Figure 3.4 Slice definition of a multi-ring PET system operating in 2-D mode, as described in the text. The profiles in the lower section indicate the system sensitivity at the indicated positions in the scanner field of view. Apart from the illustrated high-resolution mode, there also is a high-sensitivity mode in which additional coincidences between more distant rings also are accepted. For example, coincidences between rings 1 and 3 would also be counted for direct plane 2 in the high-sensitivity mode.






Figure 3.5 Acquisition modes of PET scanners with ring geometry. A: 2-D acquisition. Tungsten septa stop photons traveling at oblique angles.
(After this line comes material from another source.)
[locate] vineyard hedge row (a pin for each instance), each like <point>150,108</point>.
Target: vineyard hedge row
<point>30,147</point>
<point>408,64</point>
Coincidences between neighboring rings are accepted to increase sensitivity and define cross slices. B: For the 3-D acquisition mode, the septa are retracted, and coincidences allowed for large axial acceptance angles.

The 3-D imaging mode for PET scanners has been available since the late 1980s. In 3-D mode, the LORs between any pair of detector rings are active, rather than only adjacent detector rings, as in the 2-D mode (Fig. 3.5B). The implementation of the 3-D method required hardware modifications to the scanner to acquire all LORs, the development of suitable 3-D reconstruction algorithms, and an accurate scatter-correction model. The reason for the latter is that, even though the count rate increases by a factor of up to 8 when the septa are removed, the number of scattered coincidences increases by a factor of 3, from a 10% effect up to a 30% to 40% effect. Therefore for accurate quantification, it is essential to implement a scatter-correction model. The reason for the increase in scatter is the absence of septa in 3-D, which in 2-D prevent most of the scattered photons from reaching the detectors. The net increase in true coincidences is therefore about a factor of 5, owing to the increase in scatter and randoms (Fig. 3.6).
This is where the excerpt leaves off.